Конечно, я никогда не видел младенцев, во всяком случае, в непосредственной близости, если не считать того раза, когда к родителям Поля на ферму приехала погостить на недельку его старшая сестра с грудным ребенком. Мы не испытывали большой симпатии к презренному, вечно орущему и хныкающему комочку мяса до того самого дня, пока нас не попросили пару часов присмотреть за ним. Нас усадили под старой липой с Полем номер два в его коляске, строго наказав не спускать с него глаз. Скрепя сердце и скрежеща от обиды зубами, мы уселись на стулья и, сложив на груди руки, уставились суровым взглядом на младенца. Он сначала заерзал, потом заплакал, плач перерос в рев, но мы сидели, не шелохнувшись. Потом он засунул указательный палец себе в рот и через этот оборонительный редут, в свою очередь, устремил на нас серьезный взгляд. Минуты бежали, а он молча смотрел на нас, почти не моргая. «А сопляк-то силен», — шепнул мне Поль. Теперь уже нам было сложно оставаться неподвижными — то мускул затекший дрогнет, то падающий лист заденет руку, то мухи привяжутся. «Посмотри, эта муха…» — тихо прошептал я, так как одна из мух прогуливалась по крошечному лобику младенца, спускалась по носу, но тот, словно потеряв всякую чувствительность, продолжал буравить нас взглядом, в то время как мы сдерживались из последних сил, чтобы не вскочить и не начать хлопать руками по всем частям тела. Мы испытывали все большую злобу, и в какой-то момент, когда мухи меня уже совершенно достали, я вдруг заметил, что веки ребенка опустились, а палец выпал изо рта. «Мы его победили!» — торжественно произнес Поль, вскочил со стула и тут же свалился на траву, предательски подкошенный затекшими ногами. Стул с шумом упал, ребенок на секунду приоткрыл веки, его глаза слегка дрогнули, и он предательски закрылся от этого мира и его борьбы в прерванной дреме, а из уголка его губ стекала тонкая струйка слюны — знак отрешенности.

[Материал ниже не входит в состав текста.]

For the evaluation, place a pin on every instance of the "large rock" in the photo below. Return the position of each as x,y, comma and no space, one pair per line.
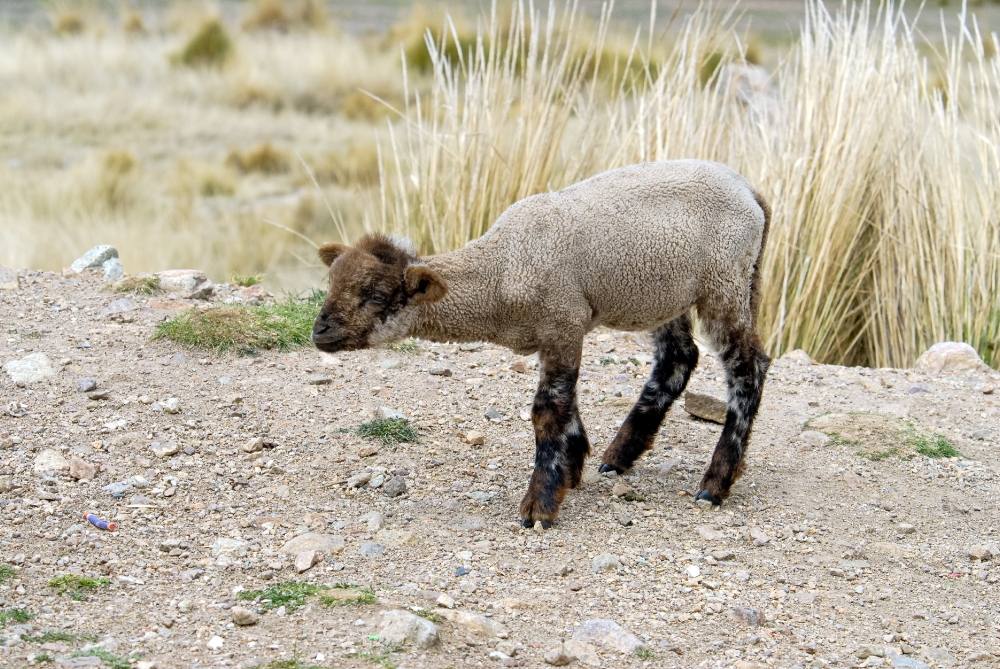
609,635
9,279
950,357
705,407
313,541
30,369
50,460
401,627
189,284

«Кажется, мы переусердствовали», — сказал я Полю. «Это еще почему? Он же спит», — без всяких угрызений совести отозвался дядя. И вот теперь, глядя на Камиллу, я вспоминал того младенца под старой развесистой липой, и мне хотелось лизнуть уголочек губ Камиллы, смешать свою слюну с ее, прижать ее голову к своему сердцу, осыпать ее неумелыми признаниями и невнятными обещаниями, но, как и тогда, я не тронулся с места. Я злился на Поля за то, что он навязал мне битву взглядов с его племянником, а мне хотелось не сидеть до вечера с младенцем, а повозиться с ним, взять на руки, поцеловать, пощекотать, — короче говоря, изучить как следует. Для Поля же, привыкшего возиться с маленькими кроликами, новорожденными бычками, штатами и щенятами, — а какое-то время у него был даже ослик, — грудной ребенок и гроша ломаного не стоил, таким был, по-видимому, вывод, который он сделал из своего глубокого жизненного опыта.